All-male Royal and Ancient to hold vote on women members
South African golfer Ernie Els tees off on the 18th hole on the final day during the Alfred Dunhill Links Championships on The Old Course at St Andrews, Fife, Scotland on September 29, 2013 - by Ian MacNicol
The 260-year-old ruling body of golf, based at the St Andrews course in eastern Scotland, has come under increasing commercial and political pressure to remove its 'men-only' rule.
Its decision to put the issue to a vote of its 2,500-strong membership represents a major change for an organisation which had previously defended its policy on the grounds that it was a private club.
However, a two-thirds majority will be required to change the club's rules at the September vote.
"Members of The Royal and Ancient Golf Club of St Andrews, the founding club of The R&A, will vote on a motion to admit women as members," a spokesman said Wednesday.
"The club's committees are strongly in favour of the rule change and are asking members to support it. The vote is scheduled to take place in September of this year."
The vote will be strictly concerning membership of The R&A. The Old Course at St Andrews, where the club has its headquarters, is a public course over common land where women have always been welcome to play.

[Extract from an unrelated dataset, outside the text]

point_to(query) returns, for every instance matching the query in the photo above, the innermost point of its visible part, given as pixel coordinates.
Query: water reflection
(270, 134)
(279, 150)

British government sports minister Helen Grant, responding to the R&A decision, said she hoped it would signal an end to the "anachronistic" single-sex stance common to many golf clubs.
"This is welcome news from the Royal and Ancient Golf Club of St Andrews and I urge its members to follow their Committees' recommendations and vote 'yes' for women members," Grant said.
"It would mark a step in the right direction for the sport and I would hope encourage the remaining golf clubs that still have anachronistic single-sex member policies to follow suit."